We consider in this paper two specific questions: one is related to the main activities carried out by the host organisation; the other refers to the professional role of the respondent. Methodologically, the choice was motivated by the impossibility of coding the broad spectrum of possible activities in a structured question, which would have resulted in valuable information loss. The limited population (of 367 projects) allowed the manual coding of the answer in both waves. In addition, the second wave introduces standardized answer modalities, besides open-ended questions: within a triangulation framework, the aim is to analyse convergence and discrepancies in responses. By adopting two different response modalities, we have the chance to assess the quality of manual coding procedure. Moreover, the comparison is relevant for its substantial impact as well, as we have the chance to assess variations over time in manual coding and standardised answers regarding activities carried out within host organisations. Relying on in-depth interviews with a sub-sample of 15 tutors, eventual discrepancies in responses might also be addressed, providing additional qualitative data. This provides us with insights on the respondents' professional paths, particularly in their role of tutors. Furthermore, the tutor activity is compared to other variables regarding PCTOs' implementation processes.
Ms Rebekka Atakan (University of Bonn, Department of Sociology) - Presenting Author
Open-ended survey questions are a great way for survey participants to express their opinions in their own words. However, the analysis of the responses can be very time consuming. In recent years, forms of automated text analysis have been introduced for a time-saving analysis of open-ended questions.

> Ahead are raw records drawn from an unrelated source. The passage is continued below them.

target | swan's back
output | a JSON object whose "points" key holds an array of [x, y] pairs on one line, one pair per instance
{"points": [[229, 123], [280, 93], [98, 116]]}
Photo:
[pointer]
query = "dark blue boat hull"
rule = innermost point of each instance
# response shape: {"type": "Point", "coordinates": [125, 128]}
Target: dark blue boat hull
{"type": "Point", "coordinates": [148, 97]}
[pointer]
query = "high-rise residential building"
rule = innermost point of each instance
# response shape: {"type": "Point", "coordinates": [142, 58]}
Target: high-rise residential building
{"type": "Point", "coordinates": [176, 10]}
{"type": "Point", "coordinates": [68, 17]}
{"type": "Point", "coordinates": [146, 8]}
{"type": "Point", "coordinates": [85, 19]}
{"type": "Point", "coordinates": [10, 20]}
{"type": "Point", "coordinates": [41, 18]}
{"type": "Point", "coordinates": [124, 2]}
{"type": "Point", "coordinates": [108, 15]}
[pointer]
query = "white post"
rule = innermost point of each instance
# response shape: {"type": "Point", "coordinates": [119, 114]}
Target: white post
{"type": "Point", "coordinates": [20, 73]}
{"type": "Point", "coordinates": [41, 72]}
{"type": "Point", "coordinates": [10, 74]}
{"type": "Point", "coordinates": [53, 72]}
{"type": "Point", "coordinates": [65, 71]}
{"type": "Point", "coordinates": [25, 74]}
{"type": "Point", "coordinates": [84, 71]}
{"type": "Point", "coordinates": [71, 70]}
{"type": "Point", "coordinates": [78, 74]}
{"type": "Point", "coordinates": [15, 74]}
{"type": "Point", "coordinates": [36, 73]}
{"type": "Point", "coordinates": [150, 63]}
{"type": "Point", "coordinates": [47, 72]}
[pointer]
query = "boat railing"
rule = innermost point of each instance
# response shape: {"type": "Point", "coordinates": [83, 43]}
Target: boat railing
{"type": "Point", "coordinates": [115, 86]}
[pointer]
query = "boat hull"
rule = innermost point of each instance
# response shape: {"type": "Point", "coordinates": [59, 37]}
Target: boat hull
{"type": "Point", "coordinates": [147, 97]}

Typically, if one is interested in the automated analysis of unstructured text data, topic modeling is a popular method to cluster similar words and, by doing this, detect abstract topics that occur in the document corpus. Topic modeling has originally been developed for the analysis of longer documents; therefore, a debate emerged around adequate topic modeling procedures for the time-saving automated analysis of short texts such as responses to open-ended survey questions (Roberts et al. 2014; Finch et al. 2018; Pietsch and Lessmann 2018; Nanda et al. 2021).
In this presentation, we compare topic modeling to an alternative, but less discussed method for analyzing open-ended survey questions: multiple correspondence analysis (MCA). While topic modeling aims at the clustering of similar words in topics, MCA is a scaling technique for categorical variables (Le Roux and Rouanet 2010; Husson and Josse 2014). Therefore, in addition to detecting similarities, the relational structure of the terms used by the participants can be visualized. With MCA, it is possible to map the relationship of all terms to each other, meaning that also contrasting subject matters can be identified.
Using data of the fifth wave of the Cologne Dwelling panel, we will analyze the responses of two open-ended questions on respondents’ perception of their neighborhood with topic modeling and MCA. Strengths and weaknesses of both procedures will be compared and we will discuss ways to integrate the results.